I myself have suffered with persistent depression, panic disorder, and Borderline Personality Disorder (BPD) in the past. I believe my sickness had much to do with my “buying into” ways of living that kept me believing I was worthy and secure, but in fact were keeping me HIGHLY negligent to take proper care of myself. I believed I had worth and was secure when I had the ability to buy things, to impress others, and to “correctly conform” to the systems and institutions I belonged to. But in fact, I did not know my own worth and remained highly insecure.
When I did experience feelings of worth and security, these were only short-lived, meaning I was not capable of remaining settled in my body without mental health symptoms unless I could get another “fix” (I was addicted to finding proof of my worth and security). Nonetheless, I still had harmful reactions to my extreme low-worth feelings and intense insecurities, and these, to me, acted as proof that something wasn’t right about the way I was living. Indeed, I wasn’t really taking proper care of myself, even though I believed all along that all I was doing was enough.
I think you can tell when something you are doing or buying is intended to keep you dependent and addicted (and sick), and that is if that thing you are doing or buying requires that you keep coming back for more and more, indefinitely. Another way to tell if the thing you are doing or buying is intended to keep you dependent and addicted (and sick) is if it continually draws your attention away from essential matters of health and well-being (e.g., mental health). If you find yourself suffering with ongoing mental health issues and remaining dependent and addicted to something only to temporarily get temporary satisfaction, then you have probably “bought into” a false sense of security and kept it going at your own long-term expense to health and quality of life.
It is absolutely possible for a person to begin learning about himself and his illness, and likewise to begin doing practices that effectively nurture awareness of inherent self-worth and security. However, keep in mind that learning how to free yourself from the false sense of security you have “bought into” will probably be viewed by others as an act of rebellion. Some might even say you are “rebelling against the economic order of things”, or “against God”, since you are not accepting ongoing dependency on systems and institutions to remain content within yourself.
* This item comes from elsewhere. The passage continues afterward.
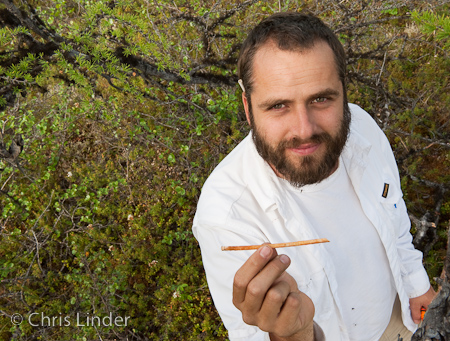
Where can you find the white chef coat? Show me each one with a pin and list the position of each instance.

Taking your mental health into your own hands in free-market economies means you are no longer willing to purchase the artificial worth and security that is so readily available. Rather, you are learning how to take care of yourself in such a way that you do not need to remain dependent, addicted, and sick. And with vicious mental conditions like Borderline Personality Disorder that get stirred up in free-market economies (through neglect to know and care about mental health), who could blame you for wanting to be rid of it?
You can take care of yourself in such a way that you no longer pay the psychological (and monetary) costs associated with living in a free-market. You can learn that you have inherent worth. You can learn how to be secure within yourself. And so, the false sense of security you were once dependent on, in time, can be released.